In this industry everyone has a hyphenated label. The budgets — most films cost 1.5 million to 3 million ngultrum (about $37,500 to $75,000) — don't allow for solo job designations. So producers are also exhibitors, writers design posters, and actors double up as production assistants. Only a handful of Bhutanese technicians are formally trained, and until recently the actors were all amateurs.
"There were no full-time actors in Bhutan because acting was not considered a job," said Rinchen Namgay, an actor-singer with 10 films on his résumé. "All actors were civil servants or employed by private companies. Now we have full-time actors, but no one has actually learned acting. Everything we do is on an experimental basis."
Penjore, the bodyguard turned moviemaker, often finds his actors by frequenting clubs and bars and approaching whomever seems suitable. Though some actors are well known, none are stars in a country without a celebrity culture. In January the romantic comedy "Sergyel" pulled in crowds in school auditoriums, turning a newcomer named Sonam Tenzing (who played both a village boy and a hipster college student) into a sensation. Women started to ask for his cellphone number, which, Penjore said, "made Sonam's girlfriend very angry." Tenzing wasn't seduced by fame; he has since quit show business and joined the civil service.

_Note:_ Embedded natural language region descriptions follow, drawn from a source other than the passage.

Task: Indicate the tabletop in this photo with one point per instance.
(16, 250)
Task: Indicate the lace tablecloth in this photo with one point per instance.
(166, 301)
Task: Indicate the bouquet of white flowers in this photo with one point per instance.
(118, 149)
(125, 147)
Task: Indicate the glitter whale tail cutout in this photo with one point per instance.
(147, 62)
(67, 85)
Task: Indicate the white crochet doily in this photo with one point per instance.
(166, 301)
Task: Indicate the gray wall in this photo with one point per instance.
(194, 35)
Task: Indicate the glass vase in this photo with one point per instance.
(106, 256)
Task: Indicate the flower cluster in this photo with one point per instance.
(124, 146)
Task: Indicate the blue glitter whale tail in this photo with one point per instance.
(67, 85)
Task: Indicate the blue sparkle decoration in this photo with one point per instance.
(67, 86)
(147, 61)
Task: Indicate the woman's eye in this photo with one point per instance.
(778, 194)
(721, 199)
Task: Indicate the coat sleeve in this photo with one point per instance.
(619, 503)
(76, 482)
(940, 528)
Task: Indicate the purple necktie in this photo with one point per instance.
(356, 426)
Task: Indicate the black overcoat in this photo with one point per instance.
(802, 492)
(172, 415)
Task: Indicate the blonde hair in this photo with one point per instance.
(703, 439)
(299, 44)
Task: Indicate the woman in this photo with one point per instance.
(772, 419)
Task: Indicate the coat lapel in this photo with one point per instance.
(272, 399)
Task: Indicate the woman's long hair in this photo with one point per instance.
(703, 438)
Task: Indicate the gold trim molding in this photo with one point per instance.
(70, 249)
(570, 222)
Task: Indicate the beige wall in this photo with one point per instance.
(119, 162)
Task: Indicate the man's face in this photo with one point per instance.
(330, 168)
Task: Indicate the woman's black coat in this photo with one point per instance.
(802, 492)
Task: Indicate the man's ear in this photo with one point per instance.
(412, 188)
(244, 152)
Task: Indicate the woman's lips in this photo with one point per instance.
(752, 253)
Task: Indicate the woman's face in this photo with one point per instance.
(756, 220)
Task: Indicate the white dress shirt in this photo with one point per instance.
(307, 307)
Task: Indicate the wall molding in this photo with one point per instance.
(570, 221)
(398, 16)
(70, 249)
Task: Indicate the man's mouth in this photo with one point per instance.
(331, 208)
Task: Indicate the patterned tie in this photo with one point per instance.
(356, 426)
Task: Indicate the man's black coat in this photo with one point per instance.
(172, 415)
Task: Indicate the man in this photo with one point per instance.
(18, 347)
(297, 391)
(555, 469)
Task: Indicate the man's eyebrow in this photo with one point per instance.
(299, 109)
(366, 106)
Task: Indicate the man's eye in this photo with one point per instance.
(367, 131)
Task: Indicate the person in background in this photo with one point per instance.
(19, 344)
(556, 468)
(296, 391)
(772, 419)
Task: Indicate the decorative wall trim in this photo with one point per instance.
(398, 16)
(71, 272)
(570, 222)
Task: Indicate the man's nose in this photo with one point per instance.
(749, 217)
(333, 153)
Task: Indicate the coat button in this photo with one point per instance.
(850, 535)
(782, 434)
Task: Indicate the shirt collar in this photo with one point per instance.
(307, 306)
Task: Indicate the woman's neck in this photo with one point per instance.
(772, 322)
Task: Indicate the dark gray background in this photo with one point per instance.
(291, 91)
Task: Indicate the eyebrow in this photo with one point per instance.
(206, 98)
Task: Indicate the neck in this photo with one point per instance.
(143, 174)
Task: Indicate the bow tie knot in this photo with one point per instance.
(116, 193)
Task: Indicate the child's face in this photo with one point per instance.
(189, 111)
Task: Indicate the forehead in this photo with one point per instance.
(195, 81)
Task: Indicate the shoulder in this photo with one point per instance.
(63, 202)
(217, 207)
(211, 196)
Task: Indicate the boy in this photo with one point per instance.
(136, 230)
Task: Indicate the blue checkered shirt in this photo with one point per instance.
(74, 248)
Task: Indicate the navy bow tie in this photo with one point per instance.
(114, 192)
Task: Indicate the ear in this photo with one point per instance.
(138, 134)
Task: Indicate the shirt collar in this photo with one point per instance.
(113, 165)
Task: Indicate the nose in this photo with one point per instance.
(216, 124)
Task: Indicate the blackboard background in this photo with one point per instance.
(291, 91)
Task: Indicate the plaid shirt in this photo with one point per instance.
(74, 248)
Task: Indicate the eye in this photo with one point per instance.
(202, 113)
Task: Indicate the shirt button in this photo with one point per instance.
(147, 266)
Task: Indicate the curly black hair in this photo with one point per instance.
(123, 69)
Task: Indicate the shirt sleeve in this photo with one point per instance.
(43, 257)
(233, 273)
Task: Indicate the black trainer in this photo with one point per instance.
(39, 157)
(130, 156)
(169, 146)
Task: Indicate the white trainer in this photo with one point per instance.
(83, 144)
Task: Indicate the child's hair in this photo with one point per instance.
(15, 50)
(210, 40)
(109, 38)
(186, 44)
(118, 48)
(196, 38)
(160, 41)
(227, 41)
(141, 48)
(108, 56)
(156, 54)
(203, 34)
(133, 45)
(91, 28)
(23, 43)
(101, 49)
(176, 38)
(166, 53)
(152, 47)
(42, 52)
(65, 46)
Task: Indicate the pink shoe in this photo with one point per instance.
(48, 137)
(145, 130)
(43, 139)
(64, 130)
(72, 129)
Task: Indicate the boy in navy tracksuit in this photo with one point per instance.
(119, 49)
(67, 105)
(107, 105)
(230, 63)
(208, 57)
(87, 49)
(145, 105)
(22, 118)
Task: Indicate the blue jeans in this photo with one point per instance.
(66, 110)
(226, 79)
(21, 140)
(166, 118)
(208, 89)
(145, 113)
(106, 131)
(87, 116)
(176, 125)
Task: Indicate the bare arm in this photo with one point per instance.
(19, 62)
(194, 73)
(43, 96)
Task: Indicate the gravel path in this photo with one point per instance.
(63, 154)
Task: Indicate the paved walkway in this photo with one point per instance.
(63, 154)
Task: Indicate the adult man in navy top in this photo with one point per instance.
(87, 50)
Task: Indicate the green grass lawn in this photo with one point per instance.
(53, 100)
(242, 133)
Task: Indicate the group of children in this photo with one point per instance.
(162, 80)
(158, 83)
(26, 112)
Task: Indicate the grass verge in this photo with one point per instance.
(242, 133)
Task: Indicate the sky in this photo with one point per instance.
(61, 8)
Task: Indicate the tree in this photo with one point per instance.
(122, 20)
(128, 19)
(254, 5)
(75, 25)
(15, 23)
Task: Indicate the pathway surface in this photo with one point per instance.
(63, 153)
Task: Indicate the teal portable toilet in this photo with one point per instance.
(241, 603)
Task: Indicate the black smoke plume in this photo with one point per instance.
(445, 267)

Nonetheless Kalden, who has worked in several splashy Indian films, hopes to introduce the trappings of stardom to his country. "I'm planning a blitz," said Kalden, who is making his first Bhutanese film this December. "Out of the 20-odd films made in Bhutan, I'll star in four or five. I will take the Bollywood formula and apply it there."
Most Bhutanese directors have already done that, adopting the fantastical, song-and-dance-infused narrative style of popular Hindi film. "At the moment we are restricted by market forces," said Tshering Wangyel, who spent seven years with the Agriculture Ministry and is now among Bhutan's leading directors. "The masses want fantasy, not reality." Wangyel, whose recent movies include "The Golden Cup," shot in a remote village using untrained actors, is now making Bhutan's first horror film, "Bakchha" ("A Ghost's Attachment"), but he is hedging his bets by inserting seven songs.

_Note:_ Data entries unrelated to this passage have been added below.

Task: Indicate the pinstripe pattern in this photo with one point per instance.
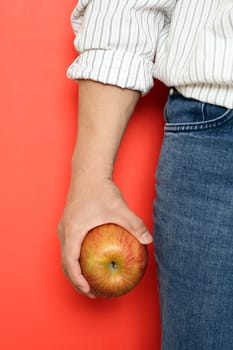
(184, 43)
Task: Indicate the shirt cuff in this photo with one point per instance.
(118, 68)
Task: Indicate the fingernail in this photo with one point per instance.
(147, 238)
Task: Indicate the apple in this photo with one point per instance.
(112, 260)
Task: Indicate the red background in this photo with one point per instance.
(39, 309)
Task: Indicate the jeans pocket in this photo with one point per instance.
(187, 114)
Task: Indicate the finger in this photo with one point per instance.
(136, 226)
(72, 270)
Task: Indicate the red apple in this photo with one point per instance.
(112, 260)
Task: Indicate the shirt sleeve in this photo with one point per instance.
(116, 41)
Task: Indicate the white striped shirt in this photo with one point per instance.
(184, 43)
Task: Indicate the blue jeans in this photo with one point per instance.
(193, 231)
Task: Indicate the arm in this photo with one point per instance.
(93, 198)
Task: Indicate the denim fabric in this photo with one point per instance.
(193, 230)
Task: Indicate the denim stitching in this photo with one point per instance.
(200, 125)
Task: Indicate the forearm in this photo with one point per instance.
(103, 114)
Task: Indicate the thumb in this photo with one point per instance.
(136, 227)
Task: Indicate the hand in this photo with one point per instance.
(90, 205)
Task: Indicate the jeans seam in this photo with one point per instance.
(203, 125)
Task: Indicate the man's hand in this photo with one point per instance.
(93, 198)
(94, 204)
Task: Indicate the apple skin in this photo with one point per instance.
(112, 260)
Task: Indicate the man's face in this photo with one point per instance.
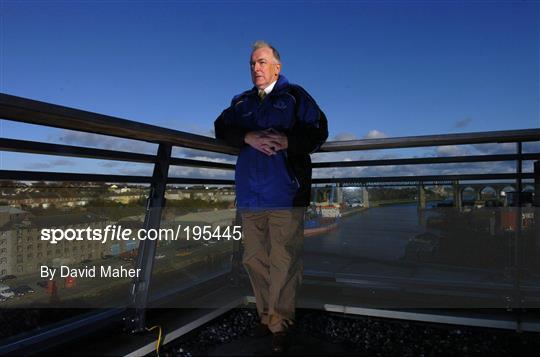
(264, 67)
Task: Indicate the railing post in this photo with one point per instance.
(457, 195)
(135, 322)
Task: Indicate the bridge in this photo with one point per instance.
(462, 269)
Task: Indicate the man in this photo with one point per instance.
(276, 125)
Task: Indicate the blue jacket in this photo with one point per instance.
(282, 180)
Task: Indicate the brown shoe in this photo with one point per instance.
(280, 342)
(260, 330)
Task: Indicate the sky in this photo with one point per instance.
(376, 68)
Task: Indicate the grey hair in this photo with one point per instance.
(263, 44)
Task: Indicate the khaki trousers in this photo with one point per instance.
(273, 243)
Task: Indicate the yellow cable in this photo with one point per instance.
(159, 337)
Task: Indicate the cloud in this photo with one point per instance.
(495, 148)
(345, 137)
(462, 123)
(451, 150)
(78, 138)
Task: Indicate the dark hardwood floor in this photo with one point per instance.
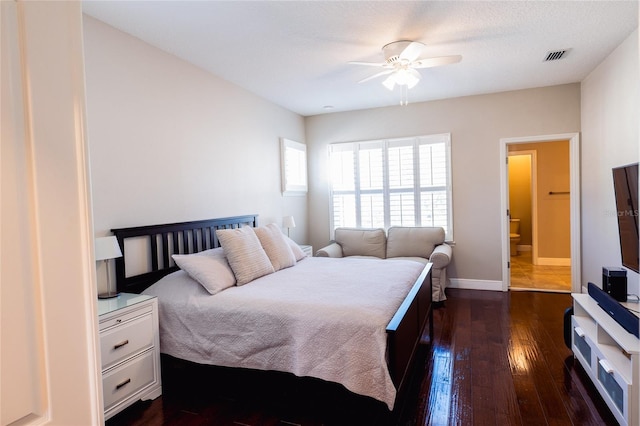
(497, 359)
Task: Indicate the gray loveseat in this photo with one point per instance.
(421, 244)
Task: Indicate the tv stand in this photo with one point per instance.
(610, 355)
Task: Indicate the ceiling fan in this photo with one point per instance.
(402, 62)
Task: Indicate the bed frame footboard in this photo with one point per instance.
(406, 329)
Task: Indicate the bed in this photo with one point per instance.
(346, 336)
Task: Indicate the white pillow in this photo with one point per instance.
(276, 247)
(210, 268)
(295, 248)
(245, 254)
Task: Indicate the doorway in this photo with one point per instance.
(529, 270)
(548, 247)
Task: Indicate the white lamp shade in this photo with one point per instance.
(288, 222)
(107, 248)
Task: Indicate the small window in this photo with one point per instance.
(294, 167)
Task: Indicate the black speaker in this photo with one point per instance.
(614, 282)
(567, 326)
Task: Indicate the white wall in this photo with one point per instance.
(170, 142)
(476, 124)
(610, 138)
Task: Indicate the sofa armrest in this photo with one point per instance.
(441, 256)
(332, 250)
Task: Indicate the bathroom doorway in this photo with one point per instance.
(541, 233)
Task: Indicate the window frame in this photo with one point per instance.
(291, 151)
(417, 190)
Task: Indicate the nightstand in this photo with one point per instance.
(307, 249)
(130, 350)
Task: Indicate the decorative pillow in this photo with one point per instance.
(362, 241)
(276, 247)
(416, 241)
(295, 248)
(245, 254)
(210, 268)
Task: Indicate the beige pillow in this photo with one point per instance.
(210, 268)
(245, 254)
(295, 248)
(413, 241)
(362, 241)
(276, 247)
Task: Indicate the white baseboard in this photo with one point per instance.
(468, 284)
(554, 261)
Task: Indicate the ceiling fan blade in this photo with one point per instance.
(376, 75)
(369, 64)
(436, 62)
(412, 51)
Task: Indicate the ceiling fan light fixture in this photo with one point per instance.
(389, 82)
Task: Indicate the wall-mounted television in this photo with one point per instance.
(625, 183)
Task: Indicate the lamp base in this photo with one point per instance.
(108, 295)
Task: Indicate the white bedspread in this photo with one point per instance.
(323, 317)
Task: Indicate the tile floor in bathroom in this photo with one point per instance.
(525, 275)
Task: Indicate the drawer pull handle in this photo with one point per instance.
(606, 367)
(122, 383)
(121, 344)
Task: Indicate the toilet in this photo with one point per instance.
(514, 236)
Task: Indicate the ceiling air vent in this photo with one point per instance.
(555, 55)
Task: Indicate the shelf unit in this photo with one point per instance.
(610, 355)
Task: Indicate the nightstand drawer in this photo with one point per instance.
(130, 337)
(122, 318)
(124, 381)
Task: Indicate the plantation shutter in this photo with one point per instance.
(396, 182)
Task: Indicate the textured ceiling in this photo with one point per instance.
(296, 54)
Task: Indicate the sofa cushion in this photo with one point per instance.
(361, 242)
(413, 241)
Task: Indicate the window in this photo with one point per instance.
(294, 167)
(402, 182)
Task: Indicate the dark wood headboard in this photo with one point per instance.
(165, 240)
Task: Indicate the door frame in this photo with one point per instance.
(533, 159)
(574, 202)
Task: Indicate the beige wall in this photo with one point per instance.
(610, 138)
(170, 142)
(476, 124)
(553, 212)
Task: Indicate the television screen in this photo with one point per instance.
(625, 183)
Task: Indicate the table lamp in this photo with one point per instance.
(107, 248)
(288, 222)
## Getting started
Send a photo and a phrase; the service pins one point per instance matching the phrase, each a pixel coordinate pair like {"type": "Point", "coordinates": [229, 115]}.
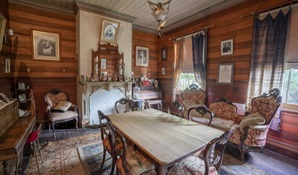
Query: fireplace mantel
{"type": "Point", "coordinates": [90, 87]}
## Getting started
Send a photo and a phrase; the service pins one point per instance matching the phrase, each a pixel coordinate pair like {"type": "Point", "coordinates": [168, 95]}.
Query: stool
{"type": "Point", "coordinates": [148, 103]}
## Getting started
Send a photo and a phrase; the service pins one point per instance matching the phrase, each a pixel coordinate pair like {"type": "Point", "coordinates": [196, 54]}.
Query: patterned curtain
{"type": "Point", "coordinates": [199, 47]}
{"type": "Point", "coordinates": [178, 53]}
{"type": "Point", "coordinates": [268, 54]}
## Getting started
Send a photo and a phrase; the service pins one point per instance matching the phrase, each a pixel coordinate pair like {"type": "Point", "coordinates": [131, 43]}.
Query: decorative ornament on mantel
{"type": "Point", "coordinates": [160, 9]}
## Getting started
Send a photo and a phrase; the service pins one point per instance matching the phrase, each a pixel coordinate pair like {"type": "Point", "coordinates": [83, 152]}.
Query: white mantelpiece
{"type": "Point", "coordinates": [90, 88]}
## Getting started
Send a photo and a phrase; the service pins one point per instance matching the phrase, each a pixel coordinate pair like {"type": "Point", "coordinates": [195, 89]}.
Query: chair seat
{"type": "Point", "coordinates": [107, 145]}
{"type": "Point", "coordinates": [136, 163]}
{"type": "Point", "coordinates": [191, 165]}
{"type": "Point", "coordinates": [58, 116]}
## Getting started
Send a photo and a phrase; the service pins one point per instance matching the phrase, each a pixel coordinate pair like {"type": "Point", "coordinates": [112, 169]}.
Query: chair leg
{"type": "Point", "coordinates": [53, 126]}
{"type": "Point", "coordinates": [39, 149]}
{"type": "Point", "coordinates": [103, 159]}
{"type": "Point", "coordinates": [36, 155]}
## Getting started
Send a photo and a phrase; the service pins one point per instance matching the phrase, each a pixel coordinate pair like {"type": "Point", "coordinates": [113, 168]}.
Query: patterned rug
{"type": "Point", "coordinates": [82, 155]}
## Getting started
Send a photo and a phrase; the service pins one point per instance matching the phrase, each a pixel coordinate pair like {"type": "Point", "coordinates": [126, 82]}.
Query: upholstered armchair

Reality is a tough sell. In 2003 Bhutan's best-known filmmaker, Khyentse Norbu, made the country's first celluloid film, "Travelers and Magicians." Khyentse, better known as His Eminence Dzongsar Jamyang Khyentse Rinpoche, is one of the most revered lamas in the Tibetan Buddhist tradition. The film, about a literal, spiritual and metaphorical journey, received rave reviews in the Western press and was screened at the Venice and Toronto film festivals. But the Rinpoche (perhaps the world's only director-saint) had a harder time finding local viewers. The Rinpoche is now working on a script that involves a gun, a monk and the mock elections in Bhutan.

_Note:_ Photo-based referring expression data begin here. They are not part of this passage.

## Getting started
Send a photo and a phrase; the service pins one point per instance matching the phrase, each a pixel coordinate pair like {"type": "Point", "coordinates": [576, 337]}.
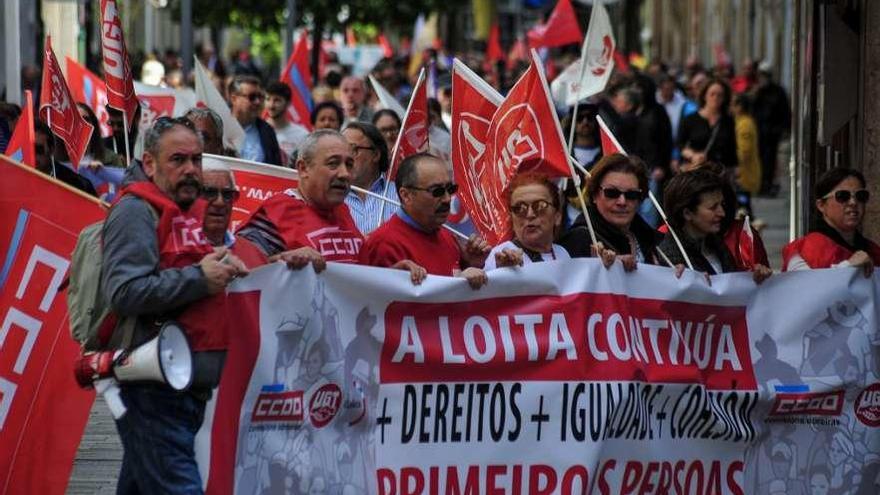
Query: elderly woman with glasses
{"type": "Point", "coordinates": [534, 205]}
{"type": "Point", "coordinates": [841, 198]}
{"type": "Point", "coordinates": [616, 188]}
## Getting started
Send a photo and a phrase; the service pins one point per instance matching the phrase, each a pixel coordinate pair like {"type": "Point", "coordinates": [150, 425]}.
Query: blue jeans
{"type": "Point", "coordinates": [158, 436]}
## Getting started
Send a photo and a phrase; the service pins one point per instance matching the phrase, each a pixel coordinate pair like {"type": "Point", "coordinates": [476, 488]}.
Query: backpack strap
{"type": "Point", "coordinates": [127, 325]}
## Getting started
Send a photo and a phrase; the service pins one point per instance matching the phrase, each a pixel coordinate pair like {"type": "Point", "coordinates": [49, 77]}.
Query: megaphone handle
{"type": "Point", "coordinates": [109, 389]}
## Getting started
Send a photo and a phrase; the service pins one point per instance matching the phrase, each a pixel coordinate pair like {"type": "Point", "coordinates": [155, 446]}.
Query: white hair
{"type": "Point", "coordinates": [211, 164]}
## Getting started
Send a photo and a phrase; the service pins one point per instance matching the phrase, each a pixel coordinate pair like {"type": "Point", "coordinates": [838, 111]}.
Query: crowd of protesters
{"type": "Point", "coordinates": [702, 141]}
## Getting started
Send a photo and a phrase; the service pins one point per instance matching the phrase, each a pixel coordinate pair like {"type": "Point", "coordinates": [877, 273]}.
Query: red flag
{"type": "Point", "coordinates": [298, 77]}
{"type": "Point", "coordinates": [474, 103]}
{"type": "Point", "coordinates": [387, 50]}
{"type": "Point", "coordinates": [87, 87]}
{"type": "Point", "coordinates": [747, 245]}
{"type": "Point", "coordinates": [117, 70]}
{"type": "Point", "coordinates": [561, 28]}
{"type": "Point", "coordinates": [21, 144]}
{"type": "Point", "coordinates": [620, 62]}
{"type": "Point", "coordinates": [609, 142]}
{"type": "Point", "coordinates": [59, 111]}
{"type": "Point", "coordinates": [43, 412]}
{"type": "Point", "coordinates": [413, 136]}
{"type": "Point", "coordinates": [494, 52]}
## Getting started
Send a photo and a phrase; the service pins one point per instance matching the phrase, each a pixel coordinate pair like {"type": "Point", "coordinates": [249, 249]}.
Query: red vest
{"type": "Point", "coordinates": [820, 251]}
{"type": "Point", "coordinates": [332, 233]}
{"type": "Point", "coordinates": [182, 243]}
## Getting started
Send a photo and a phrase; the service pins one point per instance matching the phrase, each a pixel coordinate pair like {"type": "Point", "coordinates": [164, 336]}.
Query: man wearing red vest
{"type": "Point", "coordinates": [158, 265]}
{"type": "Point", "coordinates": [415, 232]}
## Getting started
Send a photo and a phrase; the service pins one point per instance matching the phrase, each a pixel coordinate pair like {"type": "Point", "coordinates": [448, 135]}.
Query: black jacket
{"type": "Point", "coordinates": [692, 247]}
{"type": "Point", "coordinates": [269, 142]}
{"type": "Point", "coordinates": [576, 240]}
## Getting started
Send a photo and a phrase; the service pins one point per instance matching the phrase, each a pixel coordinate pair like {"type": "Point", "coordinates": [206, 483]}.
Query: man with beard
{"type": "Point", "coordinates": [415, 232]}
{"type": "Point", "coordinates": [289, 135]}
{"type": "Point", "coordinates": [157, 265]}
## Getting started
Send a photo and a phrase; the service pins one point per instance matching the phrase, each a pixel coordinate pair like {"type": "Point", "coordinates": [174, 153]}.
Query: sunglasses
{"type": "Point", "coordinates": [439, 190]}
{"type": "Point", "coordinates": [253, 97]}
{"type": "Point", "coordinates": [228, 194]}
{"type": "Point", "coordinates": [522, 209]}
{"type": "Point", "coordinates": [843, 196]}
{"type": "Point", "coordinates": [614, 193]}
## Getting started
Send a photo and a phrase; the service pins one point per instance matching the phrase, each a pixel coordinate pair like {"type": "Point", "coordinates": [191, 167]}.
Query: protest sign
{"type": "Point", "coordinates": [559, 377]}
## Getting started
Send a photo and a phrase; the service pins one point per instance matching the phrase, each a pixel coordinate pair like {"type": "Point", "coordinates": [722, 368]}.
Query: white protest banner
{"type": "Point", "coordinates": [558, 377]}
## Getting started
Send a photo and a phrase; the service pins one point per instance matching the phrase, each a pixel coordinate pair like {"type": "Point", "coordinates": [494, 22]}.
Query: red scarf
{"type": "Point", "coordinates": [182, 243]}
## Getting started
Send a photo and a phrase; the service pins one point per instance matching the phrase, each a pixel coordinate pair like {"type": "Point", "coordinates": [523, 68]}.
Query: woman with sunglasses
{"type": "Point", "coordinates": [695, 206]}
{"type": "Point", "coordinates": [533, 202]}
{"type": "Point", "coordinates": [841, 198]}
{"type": "Point", "coordinates": [617, 187]}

There are concerns that Bhutanese films, which unapologetically derive from Bollywood, Hollywood and Korean cinema, might dilute the painstakingly conserved culture. But filmmakers argue the opposite. By creating local movies they have driven out foreign films, because theaters can no longer accommodate them. The Luger Theater hasn't screened a foreign film since February 2005. This, Wangyel said, makes him very proud: "We are helping our country and preserving our identity and culture."